I think there are a few famous writers with names like Coontz and Koontz. I don't think they are related.
When you talk about styles clashing, the thing I immediately thought of was the Five Love Languages by Gary Chapman. It talks about the different ways in which people can connect with each other:
At the end of the day, diversity or not, I think it's important to try and bring people into your life that inspire you. I remember I went on a job interview a long time ago and I told the interviewer that I would love to be the "dumbest guy in the room." If I could do that, then I would have a tremendous amount of stuff to learn! (Didn't get the job though -- It was the kind of place where I probably wasn't even smart enough to be the dumbest guy int he room).
@Ben - oops! I must've spelled that author's name wrong...sorry! Thanks for the link, though...VERY interesting read! I read it and then left a LOOOOOOONG comment. Sorry about that!

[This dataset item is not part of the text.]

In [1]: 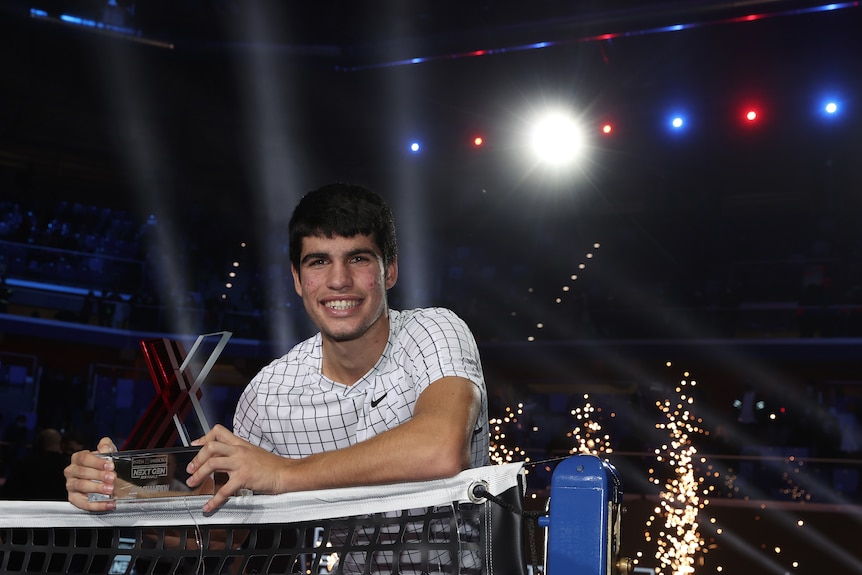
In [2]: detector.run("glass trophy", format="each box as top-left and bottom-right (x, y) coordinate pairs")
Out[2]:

I have had MANY opportunities to be the dumbest person in the room. :-) When I was in high school, they sent me to this leadership conference that they only sent 1 person from every school to...I was amazed at how dumb I was compared to everyone else. I'm probably the dumbest person to come to your website and post comments on your blog. But that's cool, because I pick up and learn a lot while I'm here. :-) If I were in a room of 5 Ben Nadels (or how many ever there were), or people on his level, I would be the dumbest person in the room. :-) But I do have to ask this one question? When you start looking to date again some day, are you going to be interested in only dating girls smarter than you? Because if so, not to be discouraging or anything, but you will probably have to look a lot longer if that's the case, and your dating pool will be teeny-tiny also, if that's the case. I can't imagine there are too many people smarter than you are.